Predicting Premier League match wins using Bayesian Modelling

10 min readApr 1, 2024

Photo by Samuel Regan-Asante on Unsplash

Introduction

Football is the greatest and most-watched sport in the world, and according to Fifa, it has around 5 billion fans worldwide.

The Premier League is arguably the most difficult and exciting. That is because it thrives on its unpredictability. It's the league where underdogs can triumph and giants can fall.

Who would have predicted these results? — Source google.

And that's the reason why we love to watch it. Anything can happen from the starting minute till the last whistle. And as a Man Utd fan, I know that well.

Having said that, I was looking for a weekend project to do that was difficult and where I could combine two things I like.

Football and Bayesian Modelling.

In this article, I want to take you through my attempt and thought process for this problem. Predicting Premier League match wins using Bayesian Modelling.

There are similar articles that predict football match wins. Many of them like this article on Dataquest use traditional machine learning models like Random Forrest algorithms. The closest article I could find was by Pol Marin, who used Bayesian Modelling to predict Champions League wins.

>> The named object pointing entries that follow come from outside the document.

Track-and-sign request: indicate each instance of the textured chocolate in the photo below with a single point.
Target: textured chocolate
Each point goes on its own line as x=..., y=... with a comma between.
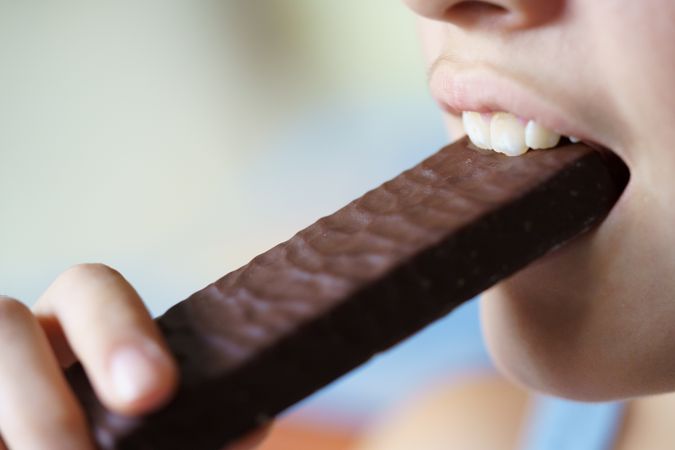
x=357, y=282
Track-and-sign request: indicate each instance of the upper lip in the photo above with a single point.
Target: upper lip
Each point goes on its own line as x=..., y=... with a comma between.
x=482, y=88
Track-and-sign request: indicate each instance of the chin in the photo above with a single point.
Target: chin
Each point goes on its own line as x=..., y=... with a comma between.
x=567, y=326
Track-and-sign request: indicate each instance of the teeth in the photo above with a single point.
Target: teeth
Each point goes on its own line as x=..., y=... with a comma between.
x=477, y=126
x=507, y=134
x=537, y=136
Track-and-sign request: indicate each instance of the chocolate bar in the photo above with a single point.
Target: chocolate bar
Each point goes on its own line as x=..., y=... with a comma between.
x=357, y=282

From what I could find a good accuracy metric for this type of project is around 50–60%.

The Data

The data came from football-data.co.uk. Data from the current 2023–2024 season was used.

Each row represents a Football match played. With columns representing the details of the match like HomeTeam, AwayTeam, FTHG (Full-time home goals), FTAG (Full-time away goals), FTR (Full-time results) and more.

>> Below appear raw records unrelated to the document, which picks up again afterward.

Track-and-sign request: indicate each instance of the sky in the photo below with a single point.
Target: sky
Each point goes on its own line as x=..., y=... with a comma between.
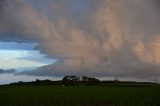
x=106, y=39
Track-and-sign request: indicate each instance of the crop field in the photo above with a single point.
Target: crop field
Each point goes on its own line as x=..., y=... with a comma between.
x=79, y=96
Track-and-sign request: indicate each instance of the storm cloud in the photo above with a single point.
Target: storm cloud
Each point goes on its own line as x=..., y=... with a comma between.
x=92, y=37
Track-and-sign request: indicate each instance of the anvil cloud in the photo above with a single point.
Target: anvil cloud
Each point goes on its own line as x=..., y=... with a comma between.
x=93, y=37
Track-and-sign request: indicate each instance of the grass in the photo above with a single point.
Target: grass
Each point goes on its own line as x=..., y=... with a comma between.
x=79, y=96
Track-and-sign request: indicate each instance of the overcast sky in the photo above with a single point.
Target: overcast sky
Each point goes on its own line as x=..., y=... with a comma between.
x=100, y=38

The first few rows and columns that were used for this project.

The data also contains details about match bet odds. These were discarded from this project because the aim is to let the model learn from team performance rather than information from betting odds.

Pre-processing and Feature Engineering

The first task was to get the data into a format needed for a Machine Learning model. My preferred tool for data processing is Python.

Essentially, the go-to questions that I ask myself on any Machine Learning project are (when it comes to the data):

What does each row represent?
What does the target column represent?
How do the features describe each row and how are they related to the target?

For this project, we needed to know what team was playing, who was their opponent and a binary target column indicating if the team playing won.

This means, for each match, we needed two rows. One row from the perspective of the home team and another from the away team.

So for example, a match like Manchester United vs Arsenal will have two rows. In one row, the team playing will be Manchester United and their opponent Arsneal. In the next row, the team playing will be Arsenal, their opponent Manchester United.

The target column will be a binary column that represents if the team playing won (1) or didn't win (0).

In the current form, the dataset describes the statistics of each match. The dataset tells us, how many goals the team_playing has scored, shots they took, number of shots and goals conceded and more.

When making future predictions we won't have these statistics. Because these games won't have been played yet.

So the next task was to feature engineer statistics we could get before the game was played.

So I grouped the dataset by the team_playing column and then calculated the rolling statistics of the past 5 games (excluding the current row). These included mean, std, min, and max. We had a total of 90 features.

This resulted in the first five rows for each team being missing, so I filled them using the next available value.

The ‘**opponent_ft_goals_rolling_mean**’ column shows the average goals conceded by the team, based on a rolling average from the last 5 games, while the ‘**team_playing_ft_goals_rolling_mean**’ column displays the team’s average goals scored, also calculated as a rolling average over the last 5 games.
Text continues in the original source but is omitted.